The girl smacked her palm flat against the glass, and she stared up at Six. Help me, he saw her say.

I will, Six thought. I promise.

Then there was another explosion of light, and suddenly she was gone. The tube was empty – even the saliva and the handprints on the glass had disappeared.

It was as if she had never existed at all.

EXFILTRATION

Allich picked up the girl's yellow envelope from the bench. She tossed it into the crowd like a Frisbee. A group of people reached up, trying to catch it. There were smiles on everyone's faces – visible excitement that was almost childlike. Six frowned. What was the point of this?

Something that always fascinated him about truly monstrous people, whether they were murderers, torturers or terrorists, was how many of them seemed so ordinary. When they weren't inflicting suffering on others for pleasure or money or power, they were watching movies they'd seen before, sharing home-cooked meals with friends, or going on family holidays to artificial island resorts beyond the Seawall. For every raving homicidal nut like Straje Sammers, there were ten sociopaths who could pass for normal.

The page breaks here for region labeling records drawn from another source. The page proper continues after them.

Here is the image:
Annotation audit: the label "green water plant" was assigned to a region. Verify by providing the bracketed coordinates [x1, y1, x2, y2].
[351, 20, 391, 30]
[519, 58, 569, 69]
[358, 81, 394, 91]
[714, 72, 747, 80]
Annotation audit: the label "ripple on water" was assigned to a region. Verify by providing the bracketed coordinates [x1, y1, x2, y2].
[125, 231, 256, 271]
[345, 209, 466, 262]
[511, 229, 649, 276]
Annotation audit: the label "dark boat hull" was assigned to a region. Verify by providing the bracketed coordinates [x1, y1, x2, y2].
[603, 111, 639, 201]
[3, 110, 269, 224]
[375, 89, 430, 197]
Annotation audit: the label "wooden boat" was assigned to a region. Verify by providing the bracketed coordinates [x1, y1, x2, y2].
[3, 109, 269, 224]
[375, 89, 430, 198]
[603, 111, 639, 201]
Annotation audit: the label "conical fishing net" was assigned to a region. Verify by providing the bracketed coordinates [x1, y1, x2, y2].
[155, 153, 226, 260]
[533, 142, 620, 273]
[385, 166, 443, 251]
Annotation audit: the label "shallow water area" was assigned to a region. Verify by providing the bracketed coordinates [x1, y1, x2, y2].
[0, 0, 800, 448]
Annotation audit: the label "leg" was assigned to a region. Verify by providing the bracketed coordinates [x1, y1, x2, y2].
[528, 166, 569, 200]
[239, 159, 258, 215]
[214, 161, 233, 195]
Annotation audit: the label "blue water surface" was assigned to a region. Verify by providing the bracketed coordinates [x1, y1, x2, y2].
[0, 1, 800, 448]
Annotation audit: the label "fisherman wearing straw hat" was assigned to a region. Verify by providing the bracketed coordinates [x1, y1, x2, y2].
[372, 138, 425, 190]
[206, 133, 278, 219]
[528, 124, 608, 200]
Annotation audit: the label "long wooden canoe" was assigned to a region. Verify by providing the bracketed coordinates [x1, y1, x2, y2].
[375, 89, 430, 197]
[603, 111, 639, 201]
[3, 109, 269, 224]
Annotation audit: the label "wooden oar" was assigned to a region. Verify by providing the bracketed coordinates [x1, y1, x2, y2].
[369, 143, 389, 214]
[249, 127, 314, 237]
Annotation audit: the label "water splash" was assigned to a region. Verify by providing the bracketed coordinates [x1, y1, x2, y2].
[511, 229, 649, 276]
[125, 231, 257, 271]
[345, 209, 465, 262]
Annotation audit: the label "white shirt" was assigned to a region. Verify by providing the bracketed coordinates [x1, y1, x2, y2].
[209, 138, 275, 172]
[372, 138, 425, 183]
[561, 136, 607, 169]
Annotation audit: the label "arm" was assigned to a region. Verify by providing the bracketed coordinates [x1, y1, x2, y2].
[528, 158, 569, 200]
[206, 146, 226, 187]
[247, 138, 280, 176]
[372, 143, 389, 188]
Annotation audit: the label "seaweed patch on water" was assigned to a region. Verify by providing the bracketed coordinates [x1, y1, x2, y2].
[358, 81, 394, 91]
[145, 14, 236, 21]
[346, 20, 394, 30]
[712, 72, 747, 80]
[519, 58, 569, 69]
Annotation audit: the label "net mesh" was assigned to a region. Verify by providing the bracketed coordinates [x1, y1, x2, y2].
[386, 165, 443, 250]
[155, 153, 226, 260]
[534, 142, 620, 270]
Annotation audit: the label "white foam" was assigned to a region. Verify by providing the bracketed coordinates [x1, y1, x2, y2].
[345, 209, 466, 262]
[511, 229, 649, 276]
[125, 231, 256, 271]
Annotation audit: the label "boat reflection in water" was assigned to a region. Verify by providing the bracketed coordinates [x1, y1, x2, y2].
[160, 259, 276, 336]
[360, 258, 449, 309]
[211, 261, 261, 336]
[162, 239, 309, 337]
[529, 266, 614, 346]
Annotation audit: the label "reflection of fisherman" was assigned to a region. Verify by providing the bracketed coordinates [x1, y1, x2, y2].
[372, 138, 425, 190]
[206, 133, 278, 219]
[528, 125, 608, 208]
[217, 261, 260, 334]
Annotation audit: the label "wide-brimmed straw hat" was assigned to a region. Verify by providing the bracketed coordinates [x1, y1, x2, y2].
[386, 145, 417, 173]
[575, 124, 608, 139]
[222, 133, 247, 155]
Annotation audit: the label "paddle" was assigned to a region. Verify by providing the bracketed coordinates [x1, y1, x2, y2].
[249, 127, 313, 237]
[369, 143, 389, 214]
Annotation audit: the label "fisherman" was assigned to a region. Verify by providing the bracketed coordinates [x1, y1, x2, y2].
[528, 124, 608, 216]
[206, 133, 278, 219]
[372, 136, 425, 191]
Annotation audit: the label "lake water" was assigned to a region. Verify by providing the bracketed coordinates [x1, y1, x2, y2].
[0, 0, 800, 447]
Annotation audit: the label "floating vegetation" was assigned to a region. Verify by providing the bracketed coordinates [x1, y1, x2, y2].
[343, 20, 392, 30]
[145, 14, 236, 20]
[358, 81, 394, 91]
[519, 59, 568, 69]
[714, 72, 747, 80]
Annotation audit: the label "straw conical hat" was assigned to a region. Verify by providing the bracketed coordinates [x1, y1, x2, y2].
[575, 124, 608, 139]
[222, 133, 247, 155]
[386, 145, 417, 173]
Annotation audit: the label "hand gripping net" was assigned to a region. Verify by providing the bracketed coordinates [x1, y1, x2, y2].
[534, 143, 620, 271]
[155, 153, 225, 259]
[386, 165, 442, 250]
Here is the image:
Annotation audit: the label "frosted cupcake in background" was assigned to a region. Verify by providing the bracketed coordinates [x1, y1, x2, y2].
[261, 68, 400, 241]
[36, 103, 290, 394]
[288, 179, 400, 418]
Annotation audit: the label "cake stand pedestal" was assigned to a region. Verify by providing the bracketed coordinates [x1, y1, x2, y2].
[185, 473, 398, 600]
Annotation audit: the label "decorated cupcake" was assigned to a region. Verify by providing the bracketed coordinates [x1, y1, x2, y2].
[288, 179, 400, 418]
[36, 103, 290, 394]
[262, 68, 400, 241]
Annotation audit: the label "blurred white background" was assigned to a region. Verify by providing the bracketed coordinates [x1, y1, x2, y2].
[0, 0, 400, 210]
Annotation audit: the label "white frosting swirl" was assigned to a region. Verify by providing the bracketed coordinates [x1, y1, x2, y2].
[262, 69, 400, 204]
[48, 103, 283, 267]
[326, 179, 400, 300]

Everyone in this room had just seen a girl get blasted to bits – and they looked as if they couldn't be more delighted.

Do they think about it? Six wondered. When these people are doing ordinary things like shopping for
groceries or helping their children with homework, will they be thinking of the innocent girl who mouthed ‘Help me' before the machine they financed ripped her apart?

Or do they compartmentalise? Can they separate the person from the monster so well that it's like two different beings, taking turns at controlling the one body?

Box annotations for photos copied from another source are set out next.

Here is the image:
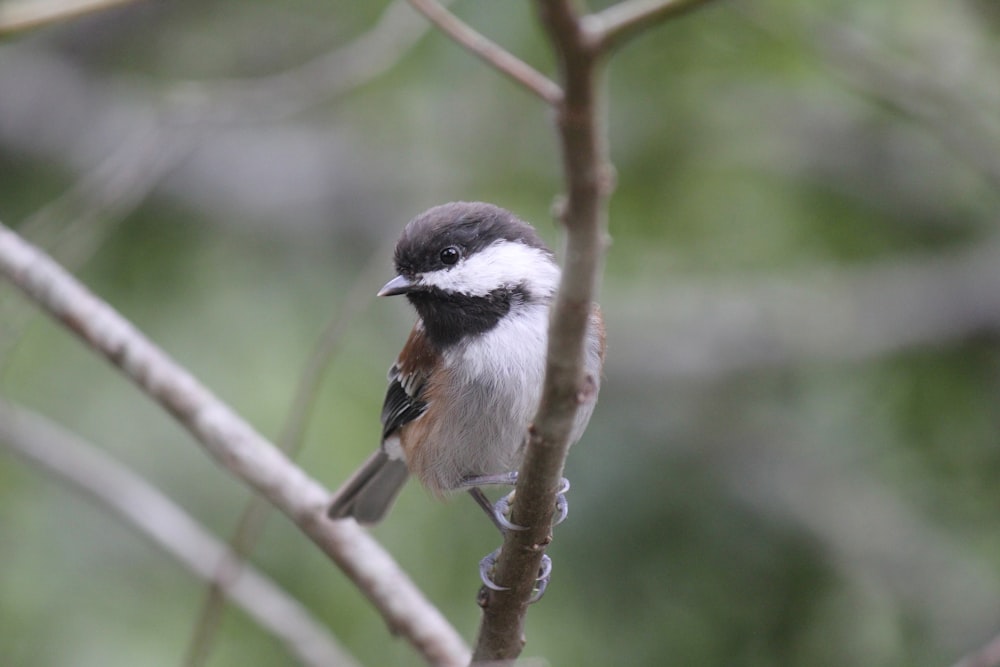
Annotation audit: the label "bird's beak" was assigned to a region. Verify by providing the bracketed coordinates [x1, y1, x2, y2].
[378, 276, 414, 296]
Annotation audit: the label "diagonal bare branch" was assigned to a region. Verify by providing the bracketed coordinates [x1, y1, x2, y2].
[184, 237, 391, 667]
[408, 0, 562, 105]
[0, 0, 141, 35]
[0, 225, 469, 665]
[0, 399, 358, 667]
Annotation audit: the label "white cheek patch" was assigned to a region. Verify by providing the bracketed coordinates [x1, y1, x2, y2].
[421, 241, 559, 296]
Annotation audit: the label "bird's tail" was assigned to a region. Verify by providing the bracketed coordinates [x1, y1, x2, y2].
[326, 449, 409, 523]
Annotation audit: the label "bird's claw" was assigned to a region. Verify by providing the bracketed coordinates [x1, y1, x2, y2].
[479, 549, 552, 604]
[493, 477, 569, 531]
[493, 491, 527, 532]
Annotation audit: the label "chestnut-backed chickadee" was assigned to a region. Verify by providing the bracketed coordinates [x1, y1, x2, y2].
[328, 202, 604, 527]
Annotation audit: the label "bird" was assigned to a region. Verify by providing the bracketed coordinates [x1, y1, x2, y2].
[327, 202, 605, 536]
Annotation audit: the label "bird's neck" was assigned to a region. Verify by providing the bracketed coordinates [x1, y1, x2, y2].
[407, 287, 527, 350]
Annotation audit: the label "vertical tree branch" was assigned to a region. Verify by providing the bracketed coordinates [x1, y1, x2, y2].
[473, 0, 610, 662]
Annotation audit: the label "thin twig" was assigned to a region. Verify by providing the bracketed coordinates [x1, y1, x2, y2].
[0, 0, 135, 35]
[583, 0, 709, 51]
[0, 124, 188, 375]
[165, 0, 451, 122]
[183, 243, 389, 667]
[408, 0, 562, 105]
[0, 225, 469, 665]
[0, 400, 357, 667]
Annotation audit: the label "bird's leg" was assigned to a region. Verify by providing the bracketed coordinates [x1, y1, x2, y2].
[462, 470, 569, 534]
[462, 471, 569, 603]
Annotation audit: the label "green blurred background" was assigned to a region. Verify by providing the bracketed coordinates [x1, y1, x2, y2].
[0, 0, 1000, 667]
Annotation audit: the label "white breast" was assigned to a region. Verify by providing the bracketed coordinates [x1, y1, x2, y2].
[416, 304, 548, 489]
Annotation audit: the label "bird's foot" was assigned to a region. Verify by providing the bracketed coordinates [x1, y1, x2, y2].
[479, 549, 552, 604]
[462, 471, 569, 533]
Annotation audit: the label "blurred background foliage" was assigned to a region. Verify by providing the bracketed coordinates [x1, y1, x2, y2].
[0, 0, 1000, 667]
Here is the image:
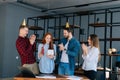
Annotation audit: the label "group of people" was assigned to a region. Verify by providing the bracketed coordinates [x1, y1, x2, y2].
[16, 20, 100, 80]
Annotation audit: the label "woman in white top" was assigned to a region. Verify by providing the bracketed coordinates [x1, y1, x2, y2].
[82, 34, 100, 80]
[38, 33, 56, 74]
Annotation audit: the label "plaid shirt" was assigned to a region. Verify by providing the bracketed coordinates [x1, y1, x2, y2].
[16, 36, 36, 65]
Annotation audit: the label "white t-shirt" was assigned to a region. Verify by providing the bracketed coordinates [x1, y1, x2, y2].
[61, 41, 69, 63]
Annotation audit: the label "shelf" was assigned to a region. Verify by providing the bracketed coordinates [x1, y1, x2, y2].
[99, 38, 120, 41]
[38, 15, 55, 19]
[48, 25, 80, 29]
[89, 23, 111, 27]
[29, 26, 44, 30]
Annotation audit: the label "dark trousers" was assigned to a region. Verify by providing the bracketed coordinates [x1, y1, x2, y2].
[84, 70, 97, 80]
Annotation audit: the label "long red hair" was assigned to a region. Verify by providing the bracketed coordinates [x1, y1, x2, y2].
[42, 33, 53, 49]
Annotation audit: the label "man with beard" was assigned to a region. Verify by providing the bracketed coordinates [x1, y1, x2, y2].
[57, 28, 80, 75]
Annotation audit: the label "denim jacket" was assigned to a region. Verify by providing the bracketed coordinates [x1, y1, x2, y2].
[56, 37, 80, 69]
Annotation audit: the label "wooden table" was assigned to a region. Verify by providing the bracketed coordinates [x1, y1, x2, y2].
[14, 75, 89, 80]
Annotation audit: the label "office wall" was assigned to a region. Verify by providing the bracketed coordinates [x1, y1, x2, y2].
[0, 4, 40, 77]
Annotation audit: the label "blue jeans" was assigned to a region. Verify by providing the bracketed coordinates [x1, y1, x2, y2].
[58, 62, 74, 75]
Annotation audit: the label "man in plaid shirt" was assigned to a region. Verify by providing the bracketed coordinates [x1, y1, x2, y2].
[16, 19, 39, 74]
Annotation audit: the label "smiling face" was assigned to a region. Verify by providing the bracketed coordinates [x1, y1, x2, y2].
[63, 30, 69, 38]
[88, 36, 93, 46]
[20, 27, 28, 37]
[45, 35, 51, 43]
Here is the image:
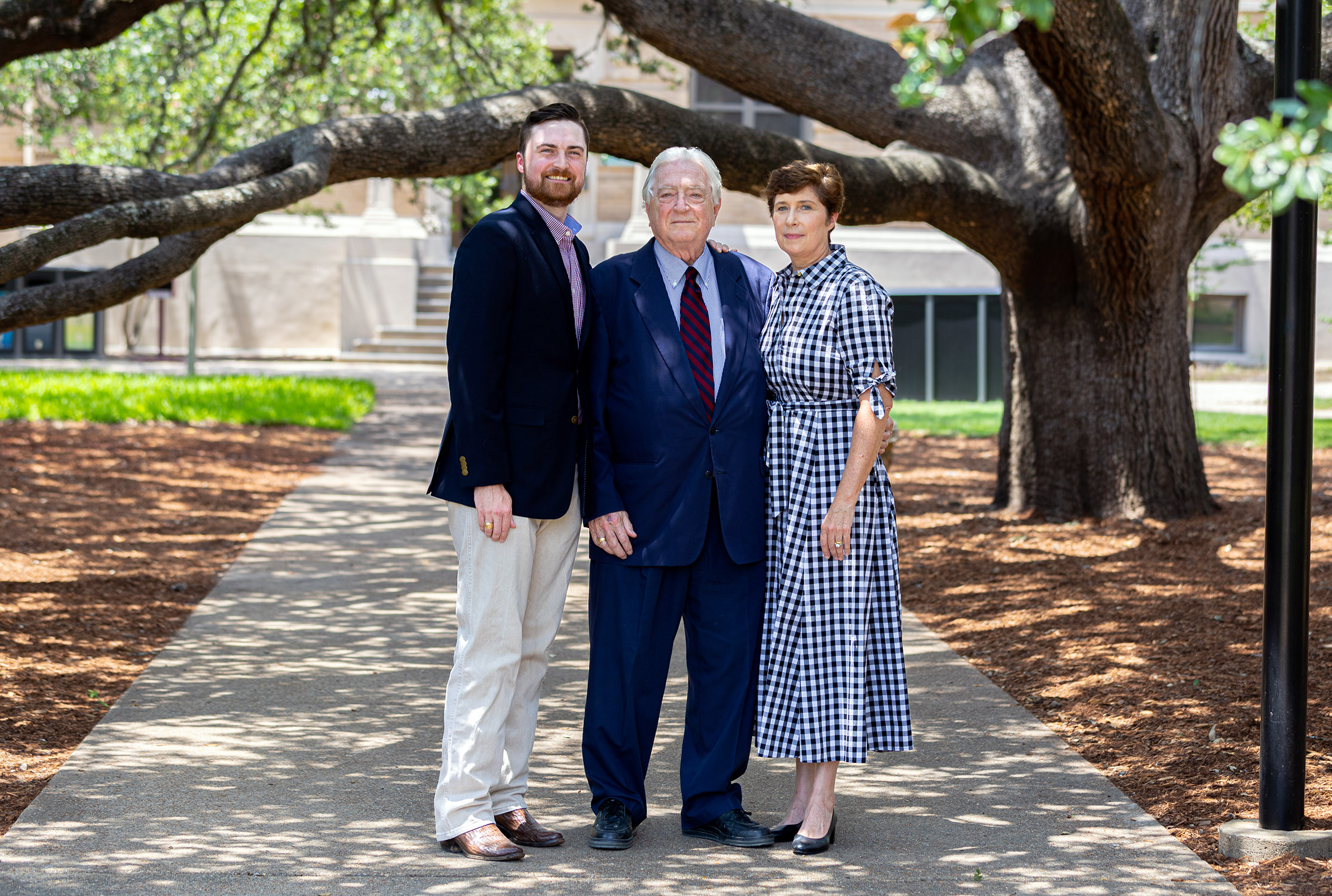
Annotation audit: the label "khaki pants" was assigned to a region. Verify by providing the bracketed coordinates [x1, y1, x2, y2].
[434, 486, 582, 840]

Ace leaned towards Six. ‘There's nothing more we can do,' she whispered shakily. ‘You think now might be a good time to get out?'

Six looked around. No-one else looked as if they were ready to get up. Everyone was looking intently at the envelope. Leaving now might be suspicious, but he knew that the longer they stayed, the higher the risk they would be exposed.

‘Yes,' Six said. ‘But not together. Pretend your phone is ringing, and go out to the foyer to answer it. I'll make sure no-one is following you, then I'll come out after sixty seconds. Got it?'

Ace nodded. She stood up, and started fumbling with her purse, exactly like someone whose phone was ringing in a situation where it should have been switched off. Six watched her move towards the entrance to the ballroom.

She took the phone out of her purse and held it to her ear. ‘This is Sera,' she whispered, placing a finger in her other ear as she walked.

The guards by the door barely glanced at her – they just stepped slightly aside to let her through into the
ballroom. Good, Six thought. The security is built to stop intruders getting in, not out.

The sixty seconds he had promised Ace felt like sixty minutes. He watched guests tear open the yellow envelope and stare at the contents. It looked like another card, similar to the one that had been passed around before.

Six would have liked to know what they were doing, but he wasn't going to risk his or Ace's life to find out. He stood, smoothed down his suit at the front as he had seen some of the guests do, and walked towards the ballroom.

The guards by the door eyed him.

‘Bathroom?' Six asked as he approached.

‘On your right,' one of them replied.

Six stepped back into the ballroom. It somehow seemed smaller without all the people in it.

Ace was standing in the centre, still whispering on her phone. ‘He's not being discriminated against,' she was saying. ‘Just tell him that I expect all my staff to live up to their commitments.'

She looked at Six. ‘I've got to go,' she said. ‘Call me tomorrow.'

Six made a mental note never to trust her again – she was too good at this.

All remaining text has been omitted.